Why interested: "We want [an image] to be built only once via a pipeline, from a Git Tag, published only once and then there’s zero risk of a malicious actor replacing a trusted image with an untrusted one."
Current solution for this problem: None
Impact to the customer of not having this: Worried about problems arising from Developer-level project members being able to overwrite existing images from outside CI/CD
Why interested: Basically the same as the customer from this earlier comment:
We want [an image] to be built only once via a pipeline, from a Git Tag, published only once and then there’s zero risk of a malicious actor replacing a trusted image with an untrusted one.
Current solution for this problem: None
Impact to the customer of not having this: Images can be overwritten and there's risk of a trusted image being replaced by a non-trusted image.
As of the moment it seems as if anyone in our org that has an access token can publish to our package repository and we'd like to lock that down to only pipelines being able to publish there.
Furthermore, I would like to start the discussion regarding e.g. concept, implementation plan, performance, etc.
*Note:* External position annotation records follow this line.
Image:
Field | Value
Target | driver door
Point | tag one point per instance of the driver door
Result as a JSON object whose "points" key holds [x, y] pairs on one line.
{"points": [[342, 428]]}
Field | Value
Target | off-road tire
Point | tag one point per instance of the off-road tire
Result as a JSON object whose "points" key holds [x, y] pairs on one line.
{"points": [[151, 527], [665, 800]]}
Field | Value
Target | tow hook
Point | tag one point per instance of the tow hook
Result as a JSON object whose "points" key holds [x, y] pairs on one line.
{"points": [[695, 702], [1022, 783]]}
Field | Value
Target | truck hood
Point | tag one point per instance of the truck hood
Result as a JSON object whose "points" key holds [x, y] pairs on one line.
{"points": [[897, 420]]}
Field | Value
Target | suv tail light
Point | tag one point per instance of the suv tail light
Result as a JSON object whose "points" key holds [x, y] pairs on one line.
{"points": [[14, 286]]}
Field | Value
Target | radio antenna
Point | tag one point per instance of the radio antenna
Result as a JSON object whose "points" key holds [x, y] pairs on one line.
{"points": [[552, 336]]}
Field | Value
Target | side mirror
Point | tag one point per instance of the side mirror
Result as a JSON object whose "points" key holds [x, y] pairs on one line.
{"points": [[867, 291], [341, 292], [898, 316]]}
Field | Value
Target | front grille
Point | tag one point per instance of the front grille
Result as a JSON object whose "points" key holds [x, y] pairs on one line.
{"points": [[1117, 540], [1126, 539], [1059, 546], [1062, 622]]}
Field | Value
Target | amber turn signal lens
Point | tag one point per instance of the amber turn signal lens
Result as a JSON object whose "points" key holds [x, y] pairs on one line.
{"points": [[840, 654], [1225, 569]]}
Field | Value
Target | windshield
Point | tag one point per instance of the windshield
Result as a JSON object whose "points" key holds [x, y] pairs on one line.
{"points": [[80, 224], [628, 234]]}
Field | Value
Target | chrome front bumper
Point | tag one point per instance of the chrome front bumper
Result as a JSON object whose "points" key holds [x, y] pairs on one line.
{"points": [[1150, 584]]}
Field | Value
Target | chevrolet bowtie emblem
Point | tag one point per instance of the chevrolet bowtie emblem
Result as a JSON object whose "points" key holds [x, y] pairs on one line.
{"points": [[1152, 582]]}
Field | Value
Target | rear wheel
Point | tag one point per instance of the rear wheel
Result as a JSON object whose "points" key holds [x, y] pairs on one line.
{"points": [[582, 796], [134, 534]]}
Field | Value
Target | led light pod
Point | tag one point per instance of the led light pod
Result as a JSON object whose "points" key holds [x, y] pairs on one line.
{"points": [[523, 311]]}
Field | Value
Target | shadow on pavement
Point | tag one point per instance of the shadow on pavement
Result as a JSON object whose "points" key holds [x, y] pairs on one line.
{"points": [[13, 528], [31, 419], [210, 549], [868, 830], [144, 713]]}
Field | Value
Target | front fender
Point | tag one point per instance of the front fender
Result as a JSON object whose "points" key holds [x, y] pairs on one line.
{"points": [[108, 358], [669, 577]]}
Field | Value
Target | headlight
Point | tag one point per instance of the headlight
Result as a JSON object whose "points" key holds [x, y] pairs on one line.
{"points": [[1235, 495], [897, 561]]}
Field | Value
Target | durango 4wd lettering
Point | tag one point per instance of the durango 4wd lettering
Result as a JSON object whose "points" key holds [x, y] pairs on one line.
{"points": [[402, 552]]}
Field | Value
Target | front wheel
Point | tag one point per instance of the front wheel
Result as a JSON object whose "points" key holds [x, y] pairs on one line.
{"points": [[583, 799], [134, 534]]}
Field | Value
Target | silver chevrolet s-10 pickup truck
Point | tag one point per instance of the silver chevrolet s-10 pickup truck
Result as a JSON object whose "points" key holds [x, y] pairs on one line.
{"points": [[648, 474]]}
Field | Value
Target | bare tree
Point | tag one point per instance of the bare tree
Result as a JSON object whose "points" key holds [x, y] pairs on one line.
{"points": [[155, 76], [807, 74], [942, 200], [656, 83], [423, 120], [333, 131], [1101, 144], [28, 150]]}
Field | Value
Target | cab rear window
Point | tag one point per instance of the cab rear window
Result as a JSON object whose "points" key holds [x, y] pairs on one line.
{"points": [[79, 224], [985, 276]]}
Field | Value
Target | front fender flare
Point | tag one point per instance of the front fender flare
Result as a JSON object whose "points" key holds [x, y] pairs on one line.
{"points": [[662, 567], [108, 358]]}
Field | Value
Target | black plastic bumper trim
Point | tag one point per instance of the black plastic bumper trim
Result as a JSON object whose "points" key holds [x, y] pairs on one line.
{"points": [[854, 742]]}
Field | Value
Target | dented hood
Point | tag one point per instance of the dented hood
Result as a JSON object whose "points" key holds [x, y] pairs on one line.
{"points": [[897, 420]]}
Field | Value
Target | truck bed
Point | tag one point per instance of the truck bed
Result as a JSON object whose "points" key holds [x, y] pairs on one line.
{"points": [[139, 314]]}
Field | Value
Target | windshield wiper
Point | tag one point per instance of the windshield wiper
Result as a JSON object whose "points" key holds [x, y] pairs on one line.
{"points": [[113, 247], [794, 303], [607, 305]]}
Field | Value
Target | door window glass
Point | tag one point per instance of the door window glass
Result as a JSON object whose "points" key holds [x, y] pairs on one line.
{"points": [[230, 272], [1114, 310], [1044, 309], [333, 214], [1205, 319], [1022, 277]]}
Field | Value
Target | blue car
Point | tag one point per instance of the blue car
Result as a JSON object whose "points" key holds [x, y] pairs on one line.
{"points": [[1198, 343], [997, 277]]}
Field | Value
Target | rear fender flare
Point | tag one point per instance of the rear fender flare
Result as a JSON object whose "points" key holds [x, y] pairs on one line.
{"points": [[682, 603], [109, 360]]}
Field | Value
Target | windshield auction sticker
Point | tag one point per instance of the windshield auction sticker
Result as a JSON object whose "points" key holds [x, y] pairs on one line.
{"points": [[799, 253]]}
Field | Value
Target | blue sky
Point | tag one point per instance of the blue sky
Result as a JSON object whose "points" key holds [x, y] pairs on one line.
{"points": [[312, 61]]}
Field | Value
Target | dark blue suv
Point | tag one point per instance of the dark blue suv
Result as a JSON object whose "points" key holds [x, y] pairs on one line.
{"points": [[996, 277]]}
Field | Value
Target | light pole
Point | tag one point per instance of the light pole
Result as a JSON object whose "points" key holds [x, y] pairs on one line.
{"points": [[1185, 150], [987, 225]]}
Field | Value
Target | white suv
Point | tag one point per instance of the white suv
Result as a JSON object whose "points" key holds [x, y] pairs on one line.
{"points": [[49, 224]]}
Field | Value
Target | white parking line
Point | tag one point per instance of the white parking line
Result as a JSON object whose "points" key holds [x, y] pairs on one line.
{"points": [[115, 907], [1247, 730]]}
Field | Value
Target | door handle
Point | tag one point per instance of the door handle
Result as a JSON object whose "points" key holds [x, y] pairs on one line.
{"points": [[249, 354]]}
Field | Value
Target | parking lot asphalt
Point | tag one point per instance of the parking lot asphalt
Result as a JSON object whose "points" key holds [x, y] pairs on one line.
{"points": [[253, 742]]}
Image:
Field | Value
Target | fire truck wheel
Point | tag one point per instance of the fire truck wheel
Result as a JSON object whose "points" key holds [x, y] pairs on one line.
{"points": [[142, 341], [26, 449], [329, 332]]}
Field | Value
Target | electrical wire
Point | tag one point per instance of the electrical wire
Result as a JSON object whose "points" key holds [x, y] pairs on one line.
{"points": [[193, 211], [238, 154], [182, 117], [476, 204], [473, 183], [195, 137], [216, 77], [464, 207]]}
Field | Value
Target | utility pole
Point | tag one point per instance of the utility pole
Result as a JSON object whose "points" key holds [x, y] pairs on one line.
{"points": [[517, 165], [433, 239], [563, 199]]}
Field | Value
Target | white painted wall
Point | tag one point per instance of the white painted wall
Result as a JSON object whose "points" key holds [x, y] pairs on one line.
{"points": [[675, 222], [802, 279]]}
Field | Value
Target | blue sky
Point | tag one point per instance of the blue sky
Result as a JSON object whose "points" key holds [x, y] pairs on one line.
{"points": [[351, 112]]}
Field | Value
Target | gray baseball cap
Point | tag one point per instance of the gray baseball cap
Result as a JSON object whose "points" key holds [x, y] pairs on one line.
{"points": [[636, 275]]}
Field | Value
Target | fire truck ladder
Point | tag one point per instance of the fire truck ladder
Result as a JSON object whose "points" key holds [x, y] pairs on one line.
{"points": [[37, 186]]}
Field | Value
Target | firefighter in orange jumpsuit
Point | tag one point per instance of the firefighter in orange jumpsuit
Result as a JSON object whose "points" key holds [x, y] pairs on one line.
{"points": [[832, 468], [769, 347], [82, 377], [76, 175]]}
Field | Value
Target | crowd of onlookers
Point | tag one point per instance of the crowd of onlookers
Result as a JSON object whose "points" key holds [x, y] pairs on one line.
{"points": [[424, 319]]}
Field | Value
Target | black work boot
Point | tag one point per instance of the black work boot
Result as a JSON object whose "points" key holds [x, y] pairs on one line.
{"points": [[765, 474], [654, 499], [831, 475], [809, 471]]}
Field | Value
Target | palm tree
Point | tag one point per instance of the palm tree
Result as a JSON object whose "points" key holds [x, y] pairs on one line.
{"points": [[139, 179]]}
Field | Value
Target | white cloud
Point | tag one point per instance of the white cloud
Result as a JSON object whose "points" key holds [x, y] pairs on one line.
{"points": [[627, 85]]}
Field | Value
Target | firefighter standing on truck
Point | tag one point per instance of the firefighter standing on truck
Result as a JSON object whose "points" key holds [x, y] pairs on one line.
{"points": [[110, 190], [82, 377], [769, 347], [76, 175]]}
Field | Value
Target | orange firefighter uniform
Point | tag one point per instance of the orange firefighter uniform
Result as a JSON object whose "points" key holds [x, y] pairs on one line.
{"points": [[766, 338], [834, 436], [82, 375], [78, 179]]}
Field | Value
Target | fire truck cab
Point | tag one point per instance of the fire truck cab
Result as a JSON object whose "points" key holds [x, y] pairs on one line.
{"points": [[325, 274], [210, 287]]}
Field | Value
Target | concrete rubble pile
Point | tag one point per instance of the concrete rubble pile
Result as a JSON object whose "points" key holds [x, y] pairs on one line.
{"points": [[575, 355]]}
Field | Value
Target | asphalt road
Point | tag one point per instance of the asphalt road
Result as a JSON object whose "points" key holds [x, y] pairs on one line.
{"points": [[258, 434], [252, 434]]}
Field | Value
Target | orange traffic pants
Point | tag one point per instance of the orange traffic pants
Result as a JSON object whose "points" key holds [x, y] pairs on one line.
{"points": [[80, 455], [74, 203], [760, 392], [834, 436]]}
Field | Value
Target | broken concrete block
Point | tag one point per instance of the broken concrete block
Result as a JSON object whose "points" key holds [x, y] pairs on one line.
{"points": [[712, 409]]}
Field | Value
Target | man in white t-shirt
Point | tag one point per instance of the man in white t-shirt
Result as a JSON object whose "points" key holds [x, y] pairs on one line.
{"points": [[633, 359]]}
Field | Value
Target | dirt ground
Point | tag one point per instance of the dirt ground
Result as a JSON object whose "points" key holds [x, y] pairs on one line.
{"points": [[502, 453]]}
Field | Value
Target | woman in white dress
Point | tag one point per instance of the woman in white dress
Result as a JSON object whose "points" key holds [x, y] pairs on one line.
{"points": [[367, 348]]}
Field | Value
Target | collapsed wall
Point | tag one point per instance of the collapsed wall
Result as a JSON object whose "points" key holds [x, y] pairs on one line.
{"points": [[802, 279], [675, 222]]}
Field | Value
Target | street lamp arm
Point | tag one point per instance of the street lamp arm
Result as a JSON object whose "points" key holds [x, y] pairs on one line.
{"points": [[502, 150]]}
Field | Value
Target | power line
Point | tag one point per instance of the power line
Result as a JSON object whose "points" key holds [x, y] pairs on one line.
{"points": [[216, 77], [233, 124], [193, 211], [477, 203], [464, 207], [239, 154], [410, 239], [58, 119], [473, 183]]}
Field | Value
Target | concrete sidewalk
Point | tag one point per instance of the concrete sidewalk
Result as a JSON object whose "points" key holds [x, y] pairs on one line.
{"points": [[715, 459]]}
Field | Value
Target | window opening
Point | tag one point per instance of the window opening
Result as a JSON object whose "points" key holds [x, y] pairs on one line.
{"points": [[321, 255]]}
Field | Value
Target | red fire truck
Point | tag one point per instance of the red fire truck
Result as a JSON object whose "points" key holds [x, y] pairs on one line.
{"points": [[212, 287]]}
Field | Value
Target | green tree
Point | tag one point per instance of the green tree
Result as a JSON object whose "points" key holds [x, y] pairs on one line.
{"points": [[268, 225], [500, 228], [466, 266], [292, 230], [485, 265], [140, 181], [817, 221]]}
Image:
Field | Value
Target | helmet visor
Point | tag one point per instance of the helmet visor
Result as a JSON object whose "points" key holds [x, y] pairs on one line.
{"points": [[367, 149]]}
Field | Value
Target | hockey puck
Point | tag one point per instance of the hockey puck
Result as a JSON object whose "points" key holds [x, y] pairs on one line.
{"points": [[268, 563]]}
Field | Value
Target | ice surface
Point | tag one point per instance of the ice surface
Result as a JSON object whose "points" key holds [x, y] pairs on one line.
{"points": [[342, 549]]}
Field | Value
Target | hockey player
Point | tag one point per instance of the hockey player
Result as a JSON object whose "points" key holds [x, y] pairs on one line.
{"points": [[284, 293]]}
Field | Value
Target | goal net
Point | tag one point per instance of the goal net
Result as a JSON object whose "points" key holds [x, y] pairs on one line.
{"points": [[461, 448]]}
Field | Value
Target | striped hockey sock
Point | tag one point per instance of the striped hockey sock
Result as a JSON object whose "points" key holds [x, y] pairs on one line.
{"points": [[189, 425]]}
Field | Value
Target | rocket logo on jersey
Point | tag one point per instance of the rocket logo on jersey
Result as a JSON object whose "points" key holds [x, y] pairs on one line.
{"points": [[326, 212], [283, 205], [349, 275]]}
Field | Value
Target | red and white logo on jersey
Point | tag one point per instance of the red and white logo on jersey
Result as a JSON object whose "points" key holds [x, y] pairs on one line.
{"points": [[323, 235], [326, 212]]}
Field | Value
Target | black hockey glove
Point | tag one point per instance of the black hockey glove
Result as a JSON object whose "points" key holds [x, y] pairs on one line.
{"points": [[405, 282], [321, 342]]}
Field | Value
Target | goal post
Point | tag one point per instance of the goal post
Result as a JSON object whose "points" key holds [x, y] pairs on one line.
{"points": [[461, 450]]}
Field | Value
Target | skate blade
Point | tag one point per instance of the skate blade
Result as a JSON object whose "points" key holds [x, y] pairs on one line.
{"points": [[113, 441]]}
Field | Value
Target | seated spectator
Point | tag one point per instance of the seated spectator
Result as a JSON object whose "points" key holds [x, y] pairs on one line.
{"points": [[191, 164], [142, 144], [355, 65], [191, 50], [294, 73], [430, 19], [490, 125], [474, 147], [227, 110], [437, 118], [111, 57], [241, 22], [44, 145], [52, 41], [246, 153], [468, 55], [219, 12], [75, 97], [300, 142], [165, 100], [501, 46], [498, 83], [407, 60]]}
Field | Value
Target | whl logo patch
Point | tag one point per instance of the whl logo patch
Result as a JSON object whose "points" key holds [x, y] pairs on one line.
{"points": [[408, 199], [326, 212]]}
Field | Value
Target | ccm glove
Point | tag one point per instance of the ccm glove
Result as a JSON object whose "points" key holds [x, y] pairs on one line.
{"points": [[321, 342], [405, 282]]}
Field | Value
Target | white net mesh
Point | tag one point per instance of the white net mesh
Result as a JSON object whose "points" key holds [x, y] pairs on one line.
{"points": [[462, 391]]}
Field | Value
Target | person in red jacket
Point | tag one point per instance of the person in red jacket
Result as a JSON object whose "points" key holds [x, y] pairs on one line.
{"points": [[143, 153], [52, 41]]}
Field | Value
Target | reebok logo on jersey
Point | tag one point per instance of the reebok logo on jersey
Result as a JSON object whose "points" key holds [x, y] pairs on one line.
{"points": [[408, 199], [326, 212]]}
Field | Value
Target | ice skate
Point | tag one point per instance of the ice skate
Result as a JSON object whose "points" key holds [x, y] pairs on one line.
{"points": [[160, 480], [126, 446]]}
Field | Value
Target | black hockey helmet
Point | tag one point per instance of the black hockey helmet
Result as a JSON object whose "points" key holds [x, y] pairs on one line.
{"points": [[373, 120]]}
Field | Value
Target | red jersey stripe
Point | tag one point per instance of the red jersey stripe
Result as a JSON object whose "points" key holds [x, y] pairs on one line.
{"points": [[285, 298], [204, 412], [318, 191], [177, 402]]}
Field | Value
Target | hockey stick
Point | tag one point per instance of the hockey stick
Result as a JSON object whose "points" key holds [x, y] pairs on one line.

Based on the discussion with @10io and @trizzi, I propose to start with the following scope and implementation approach:
v1.0 - Basic PUSH protection for container repository based on container_repository_name
Build / Introduce feature flag for development => separate MR
Add model for ContainerRepositoryProtectionRule => separate MR
Integrate basic CRUD operations for ContainerRepositoryProtectionRule via GraphQL API => separate MR
Evaluation of ContainerRepositoryProtectionRules based on container_repository_name (with wildcard pattern) and integration in auth flow of container registry following the POC !123546 (closed) => separate MR
I hope this proposed scope hits the core of this issue. Of course, further iterations and other small functions are necessary to flesh out this feature, e.g. UI frontend for ContainerRepositoryProtectionRule, REST API, DELETE protection, etc.
@trizzi@10io FYI: I will prioritize and move forward with the package protection in the order stay focussed on this. However, working on this POC helped me to understand the similarities in scope and implementation between the package and container protection feature that we need at Siemens.
@gerardo-navarro, thanks for this! I see this is linked to &9825, but this is actually an older issue that I didn't notice at the time that we proposed the changes described in &9825. So, to keep things simple and organized, I'd propose the following:
Close this issue in favour of &9825. I think it's worth to keep this issue unchanged (instead of promoting it to an epic and update the description to replace &9825) as this is very old and there is a lot of valuable context in here.
As described in &9825, the easiest first step is to tackle the protection against deletions (one of the planned write protections). There is already an issue for this: Protected containers: Delete protection (#406797), which describes a proposed implementation plan. Could you look at it and share your thoughts/proposals there?
Fine by me. I will continue the discussion in &9825 .
There is already an issue for this: Protected containers: Delete protection (#406797), which describes a proposed implementation plan. Could you look at it and share your thoughts/proposals there?
I am totally fine with continuing the discussion in this other issue. I will take a look and share my thoughts.